Ars Technica’s IT editor remembers the turning point. “AOL’s move to a monthly subscription model instead of metered dial-up time in 1996 (plus something called the World Wide Web) was a death blow to CompuServe’s dial-up business.” AOL eventually bought CompuServe, and “What remained of the old standalone service became web forums and a web portal,” remembers one technology professional. “CompuServe never completely went away. It just faded into obscurity without a proper goodbye.”

PC Magazine points out that both the message forums and AOL Instant Messenger are now both owned by Verizon’s Oath — and that Oath plans to shut both services on the same day. (Oath also also acquired Yahoo in June, and has also acquired several other brands both new and old, including popular sites like Netscape, TechCrunch, Engadget, and HuffPost.)

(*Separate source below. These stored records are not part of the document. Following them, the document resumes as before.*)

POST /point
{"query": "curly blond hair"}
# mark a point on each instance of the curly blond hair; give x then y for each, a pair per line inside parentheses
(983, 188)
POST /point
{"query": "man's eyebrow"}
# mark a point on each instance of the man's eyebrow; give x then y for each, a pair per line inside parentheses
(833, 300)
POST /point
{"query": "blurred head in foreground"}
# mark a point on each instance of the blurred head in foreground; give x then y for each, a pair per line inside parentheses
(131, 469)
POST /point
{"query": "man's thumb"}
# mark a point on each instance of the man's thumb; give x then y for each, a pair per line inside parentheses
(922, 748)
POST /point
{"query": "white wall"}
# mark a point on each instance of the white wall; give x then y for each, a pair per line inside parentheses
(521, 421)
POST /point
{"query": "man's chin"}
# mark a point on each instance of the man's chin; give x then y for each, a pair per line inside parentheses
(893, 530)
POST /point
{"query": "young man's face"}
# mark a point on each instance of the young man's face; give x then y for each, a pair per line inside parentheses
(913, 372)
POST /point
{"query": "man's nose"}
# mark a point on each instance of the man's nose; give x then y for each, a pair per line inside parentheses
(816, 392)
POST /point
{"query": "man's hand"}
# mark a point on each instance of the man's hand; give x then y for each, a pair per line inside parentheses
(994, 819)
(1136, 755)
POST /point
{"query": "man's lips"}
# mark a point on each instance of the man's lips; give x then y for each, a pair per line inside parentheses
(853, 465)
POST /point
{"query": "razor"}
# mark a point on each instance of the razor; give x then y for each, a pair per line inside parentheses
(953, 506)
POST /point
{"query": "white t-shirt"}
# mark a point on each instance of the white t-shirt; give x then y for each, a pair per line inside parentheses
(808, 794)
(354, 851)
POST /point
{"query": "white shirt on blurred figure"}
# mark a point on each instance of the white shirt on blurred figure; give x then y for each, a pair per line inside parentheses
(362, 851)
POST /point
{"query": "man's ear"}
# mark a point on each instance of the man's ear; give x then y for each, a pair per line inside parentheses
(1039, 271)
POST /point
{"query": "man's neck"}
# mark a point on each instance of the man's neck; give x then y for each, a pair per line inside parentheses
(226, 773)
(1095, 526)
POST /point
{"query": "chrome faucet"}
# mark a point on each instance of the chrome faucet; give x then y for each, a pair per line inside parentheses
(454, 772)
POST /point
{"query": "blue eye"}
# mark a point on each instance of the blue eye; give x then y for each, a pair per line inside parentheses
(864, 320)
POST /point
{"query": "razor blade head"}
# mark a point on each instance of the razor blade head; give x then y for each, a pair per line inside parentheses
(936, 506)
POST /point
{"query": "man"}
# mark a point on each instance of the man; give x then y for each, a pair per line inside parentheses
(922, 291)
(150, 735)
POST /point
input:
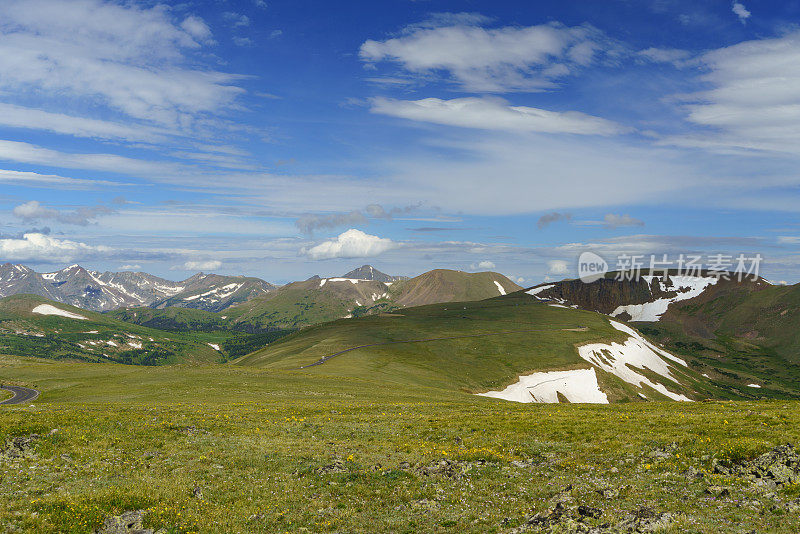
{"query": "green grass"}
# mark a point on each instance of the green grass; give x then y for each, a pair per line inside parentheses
(525, 336)
(54, 337)
(259, 444)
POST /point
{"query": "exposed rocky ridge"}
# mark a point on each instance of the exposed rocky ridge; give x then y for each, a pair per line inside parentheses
(611, 293)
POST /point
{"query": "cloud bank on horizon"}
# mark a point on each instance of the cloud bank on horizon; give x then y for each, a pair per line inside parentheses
(517, 136)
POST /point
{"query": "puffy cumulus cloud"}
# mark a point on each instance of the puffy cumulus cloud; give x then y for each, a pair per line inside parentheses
(490, 59)
(558, 267)
(350, 244)
(485, 264)
(754, 98)
(202, 265)
(40, 247)
(612, 220)
(309, 223)
(489, 113)
(549, 218)
(33, 210)
(740, 11)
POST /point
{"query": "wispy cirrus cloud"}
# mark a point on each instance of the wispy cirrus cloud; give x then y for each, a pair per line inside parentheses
(489, 113)
(135, 60)
(350, 244)
(484, 59)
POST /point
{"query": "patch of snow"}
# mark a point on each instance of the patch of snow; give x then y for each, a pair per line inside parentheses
(687, 287)
(578, 386)
(619, 359)
(499, 287)
(536, 290)
(48, 309)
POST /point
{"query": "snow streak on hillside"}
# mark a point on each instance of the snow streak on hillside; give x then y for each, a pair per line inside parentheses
(577, 386)
(620, 359)
(687, 287)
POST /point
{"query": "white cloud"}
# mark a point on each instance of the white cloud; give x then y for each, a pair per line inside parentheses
(486, 264)
(33, 179)
(559, 267)
(204, 265)
(39, 247)
(350, 244)
(754, 102)
(34, 211)
(612, 220)
(740, 11)
(135, 60)
(674, 56)
(36, 119)
(494, 114)
(490, 60)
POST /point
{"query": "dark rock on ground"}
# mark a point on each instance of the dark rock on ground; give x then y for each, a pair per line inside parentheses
(126, 523)
(19, 446)
(774, 469)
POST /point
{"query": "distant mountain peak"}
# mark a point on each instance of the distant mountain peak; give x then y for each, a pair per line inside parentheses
(368, 272)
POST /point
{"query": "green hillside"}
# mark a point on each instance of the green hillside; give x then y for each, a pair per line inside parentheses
(321, 300)
(90, 336)
(468, 346)
(208, 449)
(444, 285)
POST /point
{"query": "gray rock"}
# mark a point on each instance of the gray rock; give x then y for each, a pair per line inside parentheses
(126, 523)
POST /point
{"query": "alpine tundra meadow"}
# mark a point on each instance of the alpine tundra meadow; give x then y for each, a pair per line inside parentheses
(407, 266)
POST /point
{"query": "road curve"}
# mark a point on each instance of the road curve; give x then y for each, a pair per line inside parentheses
(21, 394)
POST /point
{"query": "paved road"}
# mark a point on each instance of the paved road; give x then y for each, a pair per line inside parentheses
(326, 358)
(21, 394)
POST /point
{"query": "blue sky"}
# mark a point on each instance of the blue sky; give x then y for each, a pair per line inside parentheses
(286, 139)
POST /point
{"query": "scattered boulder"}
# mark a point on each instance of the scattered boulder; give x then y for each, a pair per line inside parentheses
(646, 520)
(126, 523)
(773, 469)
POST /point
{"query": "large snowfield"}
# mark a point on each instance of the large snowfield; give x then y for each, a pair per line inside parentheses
(47, 309)
(636, 352)
(577, 386)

“If you want to step back in time and give the CompuServe forums one more read, you have until December 15 to do it,” wrote Digital Trends, adding “the company has announced that it’s closing the discussion boards after two decades of use.”

Remembering…

Go to the CompuServe site’s Science Fiction and Fantasy forum, and you’ll still find a discussion from 2004 about how the WB network was pre-empting the show Angel. In its Stage & Screen forum, there’s a discussion from the same year about the then newly-released comedies Shaun of the Dead and Team America. Some early beta programs with Microsoft required users to have a CompuServe ID for communication and bug reporting.

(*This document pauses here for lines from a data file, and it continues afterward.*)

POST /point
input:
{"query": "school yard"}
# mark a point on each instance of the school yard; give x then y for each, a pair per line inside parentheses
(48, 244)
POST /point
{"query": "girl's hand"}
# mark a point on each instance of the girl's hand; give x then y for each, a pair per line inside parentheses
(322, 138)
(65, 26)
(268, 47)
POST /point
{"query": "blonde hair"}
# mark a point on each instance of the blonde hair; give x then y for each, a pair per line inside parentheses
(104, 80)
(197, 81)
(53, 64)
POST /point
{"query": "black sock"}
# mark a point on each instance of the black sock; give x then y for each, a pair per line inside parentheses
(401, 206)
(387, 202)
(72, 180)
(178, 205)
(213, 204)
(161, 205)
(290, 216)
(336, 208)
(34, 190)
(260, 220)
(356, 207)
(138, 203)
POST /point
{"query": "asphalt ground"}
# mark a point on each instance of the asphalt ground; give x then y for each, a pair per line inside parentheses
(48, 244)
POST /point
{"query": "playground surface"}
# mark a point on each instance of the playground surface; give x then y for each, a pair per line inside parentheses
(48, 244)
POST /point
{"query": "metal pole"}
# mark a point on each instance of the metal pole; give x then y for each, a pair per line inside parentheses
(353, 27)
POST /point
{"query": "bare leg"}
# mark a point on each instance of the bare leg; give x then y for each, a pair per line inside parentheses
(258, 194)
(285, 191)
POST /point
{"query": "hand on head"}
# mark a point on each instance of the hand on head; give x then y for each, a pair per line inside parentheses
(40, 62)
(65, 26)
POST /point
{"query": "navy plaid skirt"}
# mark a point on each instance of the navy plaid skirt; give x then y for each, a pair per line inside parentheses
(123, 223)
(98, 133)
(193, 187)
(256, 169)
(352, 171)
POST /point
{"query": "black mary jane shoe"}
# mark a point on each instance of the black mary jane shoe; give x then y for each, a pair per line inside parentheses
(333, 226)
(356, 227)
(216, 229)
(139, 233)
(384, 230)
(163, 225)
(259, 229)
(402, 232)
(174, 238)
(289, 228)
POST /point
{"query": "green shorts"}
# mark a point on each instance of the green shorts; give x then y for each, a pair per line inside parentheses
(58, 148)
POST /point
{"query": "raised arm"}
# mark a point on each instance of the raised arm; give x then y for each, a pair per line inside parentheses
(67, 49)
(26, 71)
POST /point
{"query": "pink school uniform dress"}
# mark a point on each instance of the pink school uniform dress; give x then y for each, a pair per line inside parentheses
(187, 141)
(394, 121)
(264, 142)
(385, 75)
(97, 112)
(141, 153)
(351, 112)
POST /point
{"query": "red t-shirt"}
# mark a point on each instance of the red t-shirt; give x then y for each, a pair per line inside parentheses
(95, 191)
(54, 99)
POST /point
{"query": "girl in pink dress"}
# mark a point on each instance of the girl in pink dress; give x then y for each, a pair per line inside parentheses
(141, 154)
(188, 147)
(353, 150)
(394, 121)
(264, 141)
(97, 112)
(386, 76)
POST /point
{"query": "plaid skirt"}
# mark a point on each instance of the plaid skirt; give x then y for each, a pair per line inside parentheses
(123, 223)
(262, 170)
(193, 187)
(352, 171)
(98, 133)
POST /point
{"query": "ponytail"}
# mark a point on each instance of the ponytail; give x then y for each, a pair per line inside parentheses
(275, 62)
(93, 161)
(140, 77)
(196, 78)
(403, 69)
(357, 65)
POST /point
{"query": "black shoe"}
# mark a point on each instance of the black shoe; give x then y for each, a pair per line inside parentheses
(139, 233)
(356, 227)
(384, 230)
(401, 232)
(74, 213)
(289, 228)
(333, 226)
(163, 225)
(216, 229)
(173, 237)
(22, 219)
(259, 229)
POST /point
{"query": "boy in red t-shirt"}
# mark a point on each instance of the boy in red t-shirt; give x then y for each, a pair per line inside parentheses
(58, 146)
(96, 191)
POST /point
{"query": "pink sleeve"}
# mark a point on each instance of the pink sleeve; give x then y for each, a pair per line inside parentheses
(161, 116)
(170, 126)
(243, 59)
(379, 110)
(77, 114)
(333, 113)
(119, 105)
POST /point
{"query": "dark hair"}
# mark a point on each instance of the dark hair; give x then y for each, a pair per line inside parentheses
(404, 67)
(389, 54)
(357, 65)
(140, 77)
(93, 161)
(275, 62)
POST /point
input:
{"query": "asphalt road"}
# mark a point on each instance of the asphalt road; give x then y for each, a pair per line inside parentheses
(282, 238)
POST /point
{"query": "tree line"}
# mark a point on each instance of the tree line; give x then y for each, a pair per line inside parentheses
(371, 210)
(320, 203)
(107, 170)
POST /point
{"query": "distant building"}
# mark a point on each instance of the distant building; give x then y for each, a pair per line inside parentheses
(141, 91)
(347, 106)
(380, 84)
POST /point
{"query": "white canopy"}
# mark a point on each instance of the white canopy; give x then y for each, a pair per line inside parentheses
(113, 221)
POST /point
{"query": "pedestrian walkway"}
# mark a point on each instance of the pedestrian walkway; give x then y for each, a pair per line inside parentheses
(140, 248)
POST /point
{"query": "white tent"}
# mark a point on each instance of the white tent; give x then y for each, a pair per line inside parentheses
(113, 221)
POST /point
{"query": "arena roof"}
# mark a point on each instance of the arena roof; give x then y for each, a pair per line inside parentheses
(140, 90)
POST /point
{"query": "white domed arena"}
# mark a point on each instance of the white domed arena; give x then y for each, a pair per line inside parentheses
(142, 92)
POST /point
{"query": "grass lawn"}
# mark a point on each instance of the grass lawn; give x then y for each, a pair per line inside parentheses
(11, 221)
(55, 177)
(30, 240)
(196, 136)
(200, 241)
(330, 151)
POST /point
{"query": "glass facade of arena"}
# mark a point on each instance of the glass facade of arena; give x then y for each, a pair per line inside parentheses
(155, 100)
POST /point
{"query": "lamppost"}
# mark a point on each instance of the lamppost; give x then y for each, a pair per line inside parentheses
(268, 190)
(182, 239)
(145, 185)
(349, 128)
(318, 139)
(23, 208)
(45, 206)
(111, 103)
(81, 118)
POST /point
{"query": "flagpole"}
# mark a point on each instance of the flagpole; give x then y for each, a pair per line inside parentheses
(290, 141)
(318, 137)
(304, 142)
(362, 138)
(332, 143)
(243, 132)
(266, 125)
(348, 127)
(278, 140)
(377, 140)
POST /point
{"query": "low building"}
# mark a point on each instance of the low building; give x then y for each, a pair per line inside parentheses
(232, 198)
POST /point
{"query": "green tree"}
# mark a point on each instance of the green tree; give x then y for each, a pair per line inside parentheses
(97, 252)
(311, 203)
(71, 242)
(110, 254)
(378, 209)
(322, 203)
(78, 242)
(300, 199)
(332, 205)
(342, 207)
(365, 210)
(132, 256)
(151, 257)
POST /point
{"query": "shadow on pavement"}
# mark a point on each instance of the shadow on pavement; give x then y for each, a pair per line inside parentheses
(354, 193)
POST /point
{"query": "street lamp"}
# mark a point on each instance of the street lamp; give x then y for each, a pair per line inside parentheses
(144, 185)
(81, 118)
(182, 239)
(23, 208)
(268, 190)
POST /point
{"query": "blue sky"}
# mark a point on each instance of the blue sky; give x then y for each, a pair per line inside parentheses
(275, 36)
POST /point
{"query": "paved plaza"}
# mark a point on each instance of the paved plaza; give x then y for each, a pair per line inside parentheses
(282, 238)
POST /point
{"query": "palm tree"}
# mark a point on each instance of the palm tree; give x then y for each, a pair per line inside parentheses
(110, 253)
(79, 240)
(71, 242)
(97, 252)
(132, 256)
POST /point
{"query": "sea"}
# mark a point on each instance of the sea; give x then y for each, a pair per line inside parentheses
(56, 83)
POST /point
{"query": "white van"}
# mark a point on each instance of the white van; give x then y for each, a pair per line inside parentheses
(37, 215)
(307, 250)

Even people who aren’t using the forums still have vivid memories of those long-ago days when they did, judging by comments on Ars Technica. “My biggest use was on an Amiga to learn how to program the Amiga,” wrote one commenter on the Ars article. “That led to a job programming a network of NeXT Stations to run a global package delivery simulation.”

 

Author Diana Gabaldon also credits the site for a role in the publication of her popular Outlander series of novels back in 1991. “I was going to write a book for practice and never show it to anybody,” she explains on her official site. “Nevertheless, I posted a piece of the book in the CompuServe Literary Forum in order to win an argument I was having with a man about how it feels to be pregnant. A lot of people who’d been following the argument read the piece… and they all said, ‘Hey, this is good! What is it and where’s some more?’ And so I put up more, and people read it, and… eventually, John Stith (who writes wonderful science fiction/mysteries, by the way) offered to introduce me to his agent…”

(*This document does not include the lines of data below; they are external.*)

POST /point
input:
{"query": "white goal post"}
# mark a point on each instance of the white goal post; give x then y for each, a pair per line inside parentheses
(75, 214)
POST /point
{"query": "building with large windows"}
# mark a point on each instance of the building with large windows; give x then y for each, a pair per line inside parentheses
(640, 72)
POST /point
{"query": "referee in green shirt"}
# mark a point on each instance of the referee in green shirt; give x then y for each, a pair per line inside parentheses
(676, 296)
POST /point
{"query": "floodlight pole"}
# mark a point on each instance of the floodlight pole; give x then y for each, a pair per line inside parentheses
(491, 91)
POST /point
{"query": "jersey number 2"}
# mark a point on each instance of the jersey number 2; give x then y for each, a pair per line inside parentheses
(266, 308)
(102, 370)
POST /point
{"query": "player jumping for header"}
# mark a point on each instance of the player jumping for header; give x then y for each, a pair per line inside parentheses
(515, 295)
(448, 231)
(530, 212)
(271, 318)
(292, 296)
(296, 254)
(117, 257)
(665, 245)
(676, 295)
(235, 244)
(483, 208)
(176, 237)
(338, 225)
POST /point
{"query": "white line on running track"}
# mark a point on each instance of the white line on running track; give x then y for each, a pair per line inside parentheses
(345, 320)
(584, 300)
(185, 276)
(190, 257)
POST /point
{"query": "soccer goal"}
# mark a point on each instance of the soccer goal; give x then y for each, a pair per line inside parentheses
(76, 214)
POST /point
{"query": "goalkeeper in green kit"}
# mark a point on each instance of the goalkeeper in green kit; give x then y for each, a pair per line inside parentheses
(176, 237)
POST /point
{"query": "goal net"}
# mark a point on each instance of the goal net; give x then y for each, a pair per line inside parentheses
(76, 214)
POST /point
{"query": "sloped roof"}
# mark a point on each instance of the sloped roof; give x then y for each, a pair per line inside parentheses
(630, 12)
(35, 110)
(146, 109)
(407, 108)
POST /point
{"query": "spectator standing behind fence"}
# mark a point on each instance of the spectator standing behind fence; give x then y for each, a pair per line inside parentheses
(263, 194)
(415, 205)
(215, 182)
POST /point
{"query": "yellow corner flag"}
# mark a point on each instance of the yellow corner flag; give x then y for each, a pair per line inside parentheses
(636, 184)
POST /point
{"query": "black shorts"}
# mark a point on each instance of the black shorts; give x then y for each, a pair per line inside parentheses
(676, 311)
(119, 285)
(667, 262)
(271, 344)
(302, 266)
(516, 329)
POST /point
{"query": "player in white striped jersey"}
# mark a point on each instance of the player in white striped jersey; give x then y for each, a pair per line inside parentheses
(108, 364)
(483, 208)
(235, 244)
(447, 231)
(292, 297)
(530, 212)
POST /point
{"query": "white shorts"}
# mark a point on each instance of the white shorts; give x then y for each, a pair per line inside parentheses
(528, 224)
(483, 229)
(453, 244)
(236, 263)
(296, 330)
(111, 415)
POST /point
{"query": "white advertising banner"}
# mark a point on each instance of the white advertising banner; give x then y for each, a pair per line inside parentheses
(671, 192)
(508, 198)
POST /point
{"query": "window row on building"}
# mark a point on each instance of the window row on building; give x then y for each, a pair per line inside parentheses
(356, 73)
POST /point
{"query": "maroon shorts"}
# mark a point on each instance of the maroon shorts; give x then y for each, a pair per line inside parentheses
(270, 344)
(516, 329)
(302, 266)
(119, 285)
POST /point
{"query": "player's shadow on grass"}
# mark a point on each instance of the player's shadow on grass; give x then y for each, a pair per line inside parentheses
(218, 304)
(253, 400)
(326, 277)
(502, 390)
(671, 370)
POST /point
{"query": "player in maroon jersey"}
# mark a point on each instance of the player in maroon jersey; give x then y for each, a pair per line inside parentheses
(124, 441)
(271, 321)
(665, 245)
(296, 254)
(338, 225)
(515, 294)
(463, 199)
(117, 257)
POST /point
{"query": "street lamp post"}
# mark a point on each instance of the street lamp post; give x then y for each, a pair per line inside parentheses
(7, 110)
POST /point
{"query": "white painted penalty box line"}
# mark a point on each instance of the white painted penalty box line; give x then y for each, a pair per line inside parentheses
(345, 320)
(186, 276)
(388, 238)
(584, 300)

Elsewhere Gabladon writes that a couple friends on the forum had started trains of thought which found their way into her books.

What Happens Next?

There was a lot of consternation in that forum when the ax finally fell.

Dear Forum friends and family,
We regret to inform you that the Forums will be removed from the CompuServe service effective December 15, 2017…

The ominous message — appearing at the top of every single CompuServe forum — added that “we appreciate all of the participation and comments you have provided over the years,” and stresses that the site will still continue offering news, weather, sports, and entertainment information — plus, of course, email.”

There were sad reactions throughout the Books and Writers Community, where one member posted Monday that “This is not merely a fan site. It is a gathering place for lovers of books and writing.” One recent discussion had even seen dozens of users sticking virtual pins in a Google Map to show where they lived.

But that thread also culminates with a tantalizing message. “Arrangements are being made to move the Forum and all the past threads to a new site.”

And in a Linux forum called “the Penguin’s Den,” there was a similarly intriguing comment from a user with the handle “D.F. Yriart (Sysop)”

“I understand there is work underway to find a new home for forums.”

And even if it falls through, fond fans are dreaming of other possible solutions to keep CompuServe’s forums from disappearing forever.

“I hope they keep a backup,” wrote one commenter on Ars Technica, adding that a “1,000 years from now budding Internet archaeologists will have term papers to write.”